Giungendo al museo, da buon osservatore qual'era, aveva notato un negozio di fiori, rimpinzato di colori e profumi vari. Ovviamente la sua attenzione era finita sulla schiera di girasoli, già divisi e rilegati in piccoli mazzetti da quattro. Aveva deciso che ne avrebbe regalato uno a Inès, già che gli aveva detto quale fosse il suo fiore preferito.

Impugna il traduttore e, con qualche strascico di inglese dai tempi delle superiori, riesce nella sua opera. Quindi paga il tutto ed esce. Inès, diligente, non si è spostata da lì, ha semplicemente preso posto su una panchina, dando le spalle alla direzione da cui arriva Jacopo.

«Corriere espresso per la signorina Mejier.» annuncia lui, una volta arrivatole dietro «Corrier-cosa? Quale corriere?» ride, frattanto gira il capo nella direzione di Jacopo.

Allora porta il mazzolino di fiori sotto al suo naso e «Girasoli a domicilio. Non so chi possa averli comprati per te ..» manda gli occhi al cielo «Certo, chiunque esso sia, c'è da dire che ha buongusto, eh.» commenta ancora.

Al che, forse con gli occhi un poco lucidi, Inès asseconda il proprio istinto e, raggiunto Jacopo dall'altra parte della panchina, si stringe a lui. Poi – per prima – cerca un bacio, assecondando quello che le diceva il cuore, lasciando la testa in disparte.

«Peccato tu non lo conosca questo corriere.»

«Te ricordo che 'a stalker sei tu.» le punta il dito contro «Ah ah ah – rotea gli occhi –, te lo dovrei presentare, ci andresti d'accordo!» ride, gli occhi sono ancora pieni di gratitudine per quel piccolo grande gesto.
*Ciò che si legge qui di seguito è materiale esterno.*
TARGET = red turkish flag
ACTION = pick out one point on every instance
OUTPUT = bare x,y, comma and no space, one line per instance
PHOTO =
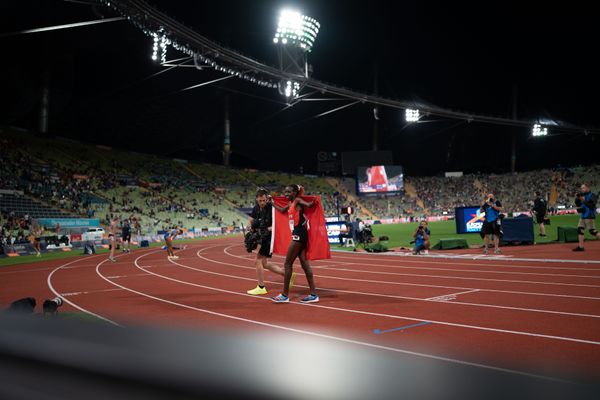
318,242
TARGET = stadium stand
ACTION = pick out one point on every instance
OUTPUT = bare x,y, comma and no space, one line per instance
60,178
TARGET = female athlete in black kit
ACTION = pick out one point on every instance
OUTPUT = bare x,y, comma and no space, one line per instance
297,247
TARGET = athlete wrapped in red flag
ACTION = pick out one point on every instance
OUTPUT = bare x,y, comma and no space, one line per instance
299,231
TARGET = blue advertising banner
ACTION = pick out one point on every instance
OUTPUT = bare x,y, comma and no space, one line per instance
69,222
468,219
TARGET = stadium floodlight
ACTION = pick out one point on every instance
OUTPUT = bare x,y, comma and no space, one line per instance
539,131
155,48
412,115
297,30
290,89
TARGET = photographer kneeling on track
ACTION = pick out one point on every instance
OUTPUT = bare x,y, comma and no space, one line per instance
421,237
492,224
586,207
261,222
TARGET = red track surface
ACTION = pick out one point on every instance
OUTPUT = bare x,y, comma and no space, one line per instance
531,316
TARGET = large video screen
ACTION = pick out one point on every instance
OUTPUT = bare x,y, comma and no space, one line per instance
468,219
380,179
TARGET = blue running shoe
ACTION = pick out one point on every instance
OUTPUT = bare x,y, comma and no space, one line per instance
311,298
280,299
«Ch'è per caso bello e simpatico come me?»

«Avete anche la stessa modestia, sì.» ora si avvicina a lui, alzandosi un po' sulle punte «Grazie corriere Balestra.» fa scontrare i nasi e lega le braccia dietro al suo collo, Jacopo l'asseconda e ottiene un bacio.

Forse era questo l'ossigeno di cui Simone gli diceva spesso di avere bisogno per andare avanti: una semplice miscela di gesti naturali, genuini, apparentemente fini a sé stessi, ma in realtà dediti alla cura altrui. Penso a te – ecco cosa si leggeva in quel mazzo di girasoli e, per quanto potesse essere scontato, tra le tappe della vita di Jacopo era una colonizzazione non da poco.

Tutti avevano sempre pensato a lui, ma – al contrario –Jacopo non aveva mai pensato a nessuno. Adesso, però, la cura che riceveva erapari a quella che dava, riuscendo a capire come mai – come gli ripeteva sempre Floriana – si stesse così bene a veder gli altri sorridere.